I’m not all that happy with the term “plug-in”. Wikipedia defines the term as follows:
A plugin (or plug-in) is a computer program that interacts with a main application (a web browser or an email program, for example) to provide a certain, usually very specific, function.
A little further down the page, it states:
…plugins generally rely on the main application’s user interface and have a well-defined boundary to their possible set of actions.
In essence, “plug-ins” are second-class citizens. You see, there is a “main body” of code, and then there’s a bunch of “plug-ins” that hook into some subset of the available functionality to add behaviour to the application. This is pretty much how it works with FireFox and Apache HTTP Server. It’s not how it is with Eclipse.

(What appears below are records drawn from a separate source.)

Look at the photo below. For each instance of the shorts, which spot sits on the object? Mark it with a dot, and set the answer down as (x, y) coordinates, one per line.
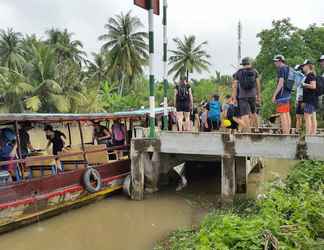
(309, 108)
(213, 124)
(119, 143)
(234, 124)
(299, 108)
(183, 107)
(283, 108)
(247, 106)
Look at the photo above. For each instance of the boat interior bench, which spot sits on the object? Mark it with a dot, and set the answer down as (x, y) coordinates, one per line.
(38, 166)
(95, 155)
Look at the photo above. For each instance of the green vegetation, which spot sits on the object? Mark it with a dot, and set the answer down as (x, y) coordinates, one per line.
(295, 44)
(289, 216)
(54, 74)
(188, 57)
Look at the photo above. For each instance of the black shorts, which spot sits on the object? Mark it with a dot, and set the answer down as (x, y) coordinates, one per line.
(119, 143)
(247, 105)
(299, 108)
(213, 125)
(183, 107)
(234, 124)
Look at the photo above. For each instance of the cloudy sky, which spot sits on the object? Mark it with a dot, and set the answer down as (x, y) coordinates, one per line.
(211, 20)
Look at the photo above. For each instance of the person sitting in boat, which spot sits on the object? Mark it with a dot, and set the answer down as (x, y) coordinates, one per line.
(25, 144)
(8, 148)
(56, 138)
(118, 133)
(101, 134)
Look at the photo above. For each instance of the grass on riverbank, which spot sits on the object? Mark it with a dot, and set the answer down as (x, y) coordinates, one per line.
(289, 216)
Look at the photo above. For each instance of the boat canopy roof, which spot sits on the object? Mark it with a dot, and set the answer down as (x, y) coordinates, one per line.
(43, 117)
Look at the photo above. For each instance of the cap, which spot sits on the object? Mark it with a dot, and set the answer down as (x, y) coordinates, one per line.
(297, 67)
(8, 135)
(27, 125)
(321, 58)
(246, 61)
(278, 58)
(48, 128)
(307, 61)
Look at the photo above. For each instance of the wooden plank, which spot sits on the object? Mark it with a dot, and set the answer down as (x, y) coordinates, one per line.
(144, 4)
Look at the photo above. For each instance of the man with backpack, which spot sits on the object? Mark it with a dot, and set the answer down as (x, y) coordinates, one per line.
(184, 104)
(321, 61)
(214, 110)
(282, 95)
(247, 91)
(320, 78)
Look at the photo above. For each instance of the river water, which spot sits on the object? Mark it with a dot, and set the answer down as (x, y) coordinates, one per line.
(118, 223)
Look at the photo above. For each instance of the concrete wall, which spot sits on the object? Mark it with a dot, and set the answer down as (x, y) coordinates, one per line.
(242, 145)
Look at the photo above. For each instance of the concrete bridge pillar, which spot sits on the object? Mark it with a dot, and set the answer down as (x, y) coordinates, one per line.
(241, 175)
(228, 178)
(234, 177)
(145, 164)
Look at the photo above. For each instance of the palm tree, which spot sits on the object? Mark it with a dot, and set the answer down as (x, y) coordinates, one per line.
(127, 48)
(11, 52)
(14, 89)
(47, 94)
(99, 68)
(188, 57)
(65, 47)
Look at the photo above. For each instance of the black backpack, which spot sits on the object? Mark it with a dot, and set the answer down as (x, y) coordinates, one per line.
(248, 79)
(290, 80)
(319, 85)
(183, 92)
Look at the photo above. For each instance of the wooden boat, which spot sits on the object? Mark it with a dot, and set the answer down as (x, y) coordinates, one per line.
(41, 190)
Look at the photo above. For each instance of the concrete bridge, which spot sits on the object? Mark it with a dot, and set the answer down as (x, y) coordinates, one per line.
(236, 152)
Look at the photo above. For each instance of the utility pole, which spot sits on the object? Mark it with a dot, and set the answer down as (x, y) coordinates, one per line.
(239, 52)
(165, 62)
(151, 68)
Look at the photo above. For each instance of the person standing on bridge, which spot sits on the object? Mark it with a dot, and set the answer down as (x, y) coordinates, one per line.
(282, 95)
(247, 92)
(213, 117)
(310, 97)
(184, 105)
(321, 61)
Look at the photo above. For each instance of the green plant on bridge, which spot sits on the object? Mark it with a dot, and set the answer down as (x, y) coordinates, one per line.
(289, 216)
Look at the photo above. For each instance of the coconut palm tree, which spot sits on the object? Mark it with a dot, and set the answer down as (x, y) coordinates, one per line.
(99, 68)
(65, 47)
(11, 52)
(14, 89)
(127, 48)
(188, 57)
(47, 94)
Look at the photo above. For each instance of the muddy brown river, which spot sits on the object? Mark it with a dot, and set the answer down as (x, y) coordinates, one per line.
(117, 223)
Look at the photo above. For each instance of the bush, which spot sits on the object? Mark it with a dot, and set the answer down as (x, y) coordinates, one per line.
(290, 216)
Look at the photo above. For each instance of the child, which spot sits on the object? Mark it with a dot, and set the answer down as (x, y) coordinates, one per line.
(232, 118)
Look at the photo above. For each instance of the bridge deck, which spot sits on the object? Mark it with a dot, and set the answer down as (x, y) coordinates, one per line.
(241, 145)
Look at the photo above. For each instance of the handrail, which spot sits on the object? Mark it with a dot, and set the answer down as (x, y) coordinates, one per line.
(57, 157)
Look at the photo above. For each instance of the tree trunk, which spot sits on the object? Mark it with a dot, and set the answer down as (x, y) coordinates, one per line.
(122, 85)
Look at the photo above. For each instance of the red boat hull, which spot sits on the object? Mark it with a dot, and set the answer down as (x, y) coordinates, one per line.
(23, 203)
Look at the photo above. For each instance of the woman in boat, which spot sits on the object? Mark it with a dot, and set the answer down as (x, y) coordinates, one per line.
(56, 138)
(8, 148)
(25, 144)
(118, 133)
(101, 134)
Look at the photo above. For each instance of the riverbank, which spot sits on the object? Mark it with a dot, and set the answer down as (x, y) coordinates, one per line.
(289, 215)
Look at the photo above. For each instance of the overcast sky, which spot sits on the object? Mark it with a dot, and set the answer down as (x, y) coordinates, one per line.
(211, 20)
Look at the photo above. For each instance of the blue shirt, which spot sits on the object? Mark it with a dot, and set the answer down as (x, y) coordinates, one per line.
(214, 110)
(284, 95)
(5, 152)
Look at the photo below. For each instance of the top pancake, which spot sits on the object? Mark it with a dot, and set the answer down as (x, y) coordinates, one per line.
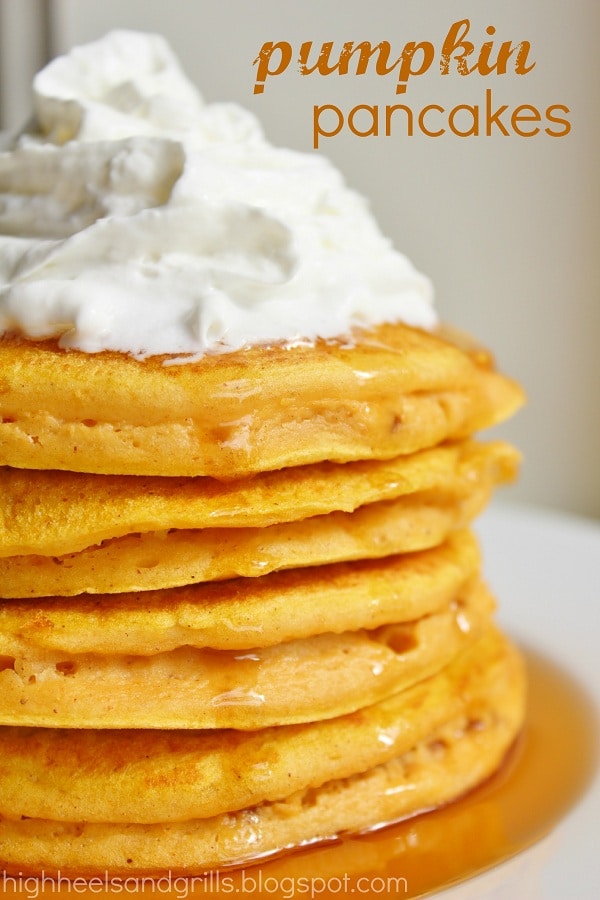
(392, 391)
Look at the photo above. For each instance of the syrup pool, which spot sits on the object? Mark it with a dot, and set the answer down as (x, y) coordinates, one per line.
(543, 776)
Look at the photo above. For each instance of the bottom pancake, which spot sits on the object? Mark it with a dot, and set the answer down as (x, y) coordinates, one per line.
(458, 753)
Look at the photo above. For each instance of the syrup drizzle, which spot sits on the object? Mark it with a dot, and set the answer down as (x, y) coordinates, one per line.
(545, 773)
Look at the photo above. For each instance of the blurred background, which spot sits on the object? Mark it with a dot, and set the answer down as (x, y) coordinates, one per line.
(507, 227)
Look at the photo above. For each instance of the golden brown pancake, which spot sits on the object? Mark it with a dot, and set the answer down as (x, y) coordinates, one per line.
(300, 681)
(393, 391)
(109, 819)
(171, 558)
(244, 613)
(51, 512)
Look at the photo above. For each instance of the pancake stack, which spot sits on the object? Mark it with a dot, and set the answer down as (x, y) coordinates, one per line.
(242, 607)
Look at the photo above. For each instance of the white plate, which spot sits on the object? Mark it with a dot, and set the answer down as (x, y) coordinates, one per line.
(544, 568)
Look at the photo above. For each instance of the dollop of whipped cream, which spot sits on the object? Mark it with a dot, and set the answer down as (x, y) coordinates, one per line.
(136, 217)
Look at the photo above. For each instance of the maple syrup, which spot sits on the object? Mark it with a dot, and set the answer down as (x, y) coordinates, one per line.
(544, 774)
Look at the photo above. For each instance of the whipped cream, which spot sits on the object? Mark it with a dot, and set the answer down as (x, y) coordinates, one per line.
(136, 217)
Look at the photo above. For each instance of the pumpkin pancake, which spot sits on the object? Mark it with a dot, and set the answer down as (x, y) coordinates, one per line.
(391, 391)
(244, 613)
(300, 681)
(168, 559)
(51, 512)
(302, 783)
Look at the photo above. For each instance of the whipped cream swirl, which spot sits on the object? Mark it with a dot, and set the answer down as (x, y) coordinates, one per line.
(136, 217)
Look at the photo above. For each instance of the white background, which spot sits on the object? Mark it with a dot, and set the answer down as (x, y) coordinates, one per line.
(507, 227)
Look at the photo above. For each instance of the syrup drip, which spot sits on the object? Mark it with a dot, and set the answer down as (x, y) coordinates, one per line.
(543, 776)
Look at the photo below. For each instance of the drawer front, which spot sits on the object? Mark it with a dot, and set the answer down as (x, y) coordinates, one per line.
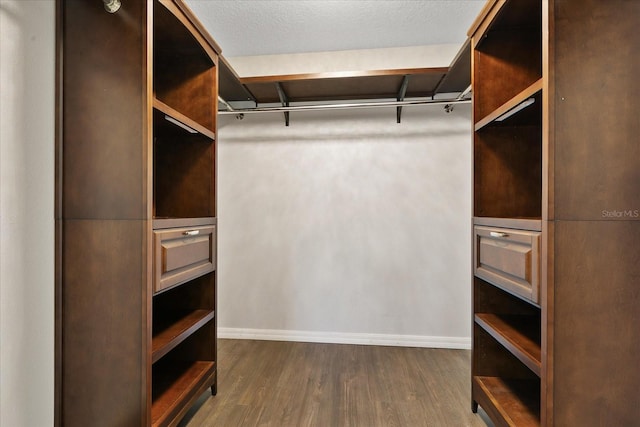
(509, 259)
(182, 254)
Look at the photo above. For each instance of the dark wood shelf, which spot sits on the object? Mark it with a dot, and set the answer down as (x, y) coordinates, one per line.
(458, 78)
(509, 402)
(192, 126)
(173, 222)
(170, 334)
(518, 334)
(531, 224)
(374, 84)
(531, 92)
(176, 387)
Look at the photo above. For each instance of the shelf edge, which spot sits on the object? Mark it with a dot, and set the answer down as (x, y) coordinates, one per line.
(510, 105)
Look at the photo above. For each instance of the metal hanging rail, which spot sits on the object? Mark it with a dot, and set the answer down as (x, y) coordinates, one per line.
(345, 106)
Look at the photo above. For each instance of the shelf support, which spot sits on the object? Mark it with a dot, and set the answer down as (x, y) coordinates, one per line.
(284, 100)
(401, 94)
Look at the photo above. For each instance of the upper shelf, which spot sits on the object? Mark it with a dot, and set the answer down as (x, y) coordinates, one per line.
(378, 84)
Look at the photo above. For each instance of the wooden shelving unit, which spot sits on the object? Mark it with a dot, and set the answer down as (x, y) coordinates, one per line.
(514, 403)
(545, 284)
(136, 214)
(518, 334)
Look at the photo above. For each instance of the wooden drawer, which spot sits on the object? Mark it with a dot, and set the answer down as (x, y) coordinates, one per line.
(509, 259)
(182, 254)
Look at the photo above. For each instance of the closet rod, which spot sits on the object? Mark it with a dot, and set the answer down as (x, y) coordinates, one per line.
(340, 106)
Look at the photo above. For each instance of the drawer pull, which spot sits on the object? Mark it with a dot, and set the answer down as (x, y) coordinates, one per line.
(498, 234)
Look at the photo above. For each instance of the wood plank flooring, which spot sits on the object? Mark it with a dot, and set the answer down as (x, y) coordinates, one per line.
(282, 384)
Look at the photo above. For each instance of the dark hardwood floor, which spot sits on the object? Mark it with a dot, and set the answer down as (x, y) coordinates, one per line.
(281, 384)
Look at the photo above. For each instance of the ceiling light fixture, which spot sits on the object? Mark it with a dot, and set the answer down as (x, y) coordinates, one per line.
(112, 6)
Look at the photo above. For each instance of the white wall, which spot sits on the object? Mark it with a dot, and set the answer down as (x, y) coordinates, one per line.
(346, 226)
(27, 30)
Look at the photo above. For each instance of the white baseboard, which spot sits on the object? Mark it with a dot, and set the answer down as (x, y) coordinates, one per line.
(463, 343)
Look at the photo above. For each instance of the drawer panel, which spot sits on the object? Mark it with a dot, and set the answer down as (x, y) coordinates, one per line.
(182, 254)
(509, 259)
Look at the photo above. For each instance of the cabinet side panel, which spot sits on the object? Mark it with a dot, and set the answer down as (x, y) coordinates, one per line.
(104, 110)
(596, 342)
(103, 323)
(596, 108)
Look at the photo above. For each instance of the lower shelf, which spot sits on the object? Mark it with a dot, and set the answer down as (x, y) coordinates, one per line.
(508, 402)
(176, 387)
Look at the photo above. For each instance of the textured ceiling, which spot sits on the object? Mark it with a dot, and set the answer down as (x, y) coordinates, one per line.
(266, 27)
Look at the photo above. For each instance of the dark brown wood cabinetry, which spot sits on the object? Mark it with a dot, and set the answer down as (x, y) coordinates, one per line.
(556, 292)
(135, 213)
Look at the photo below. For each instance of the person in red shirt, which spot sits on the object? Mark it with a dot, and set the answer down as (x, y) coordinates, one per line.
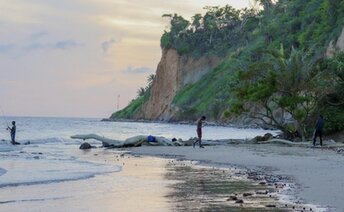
(199, 123)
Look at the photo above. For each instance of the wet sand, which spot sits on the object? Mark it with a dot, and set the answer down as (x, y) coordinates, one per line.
(218, 178)
(315, 173)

In Eclipse, there really is no “main application”. Eclipse itself is just a collection of plug-ins. When you add a plug-in to Eclipse (either the platform or the Rich Client Platform), that plug-in is an equal partner in the application. It doesn’t have some limited access to the application through some handy hooks, it is part of the application and has the same potential to access all services and features of the application (which are all implemented as plug-ins) as any other plug-in. Plug-ins that you add to Eclipse are no more or less important and powerful (as far as Eclipse is concerned) than any of the other plug-ins.
I’ve pretty much stopped using the term “plug-in” in favour of the word “component“; in the OSGi terminology, these are called “bundles”, but I think “component” does the job quite nicely. What do you think?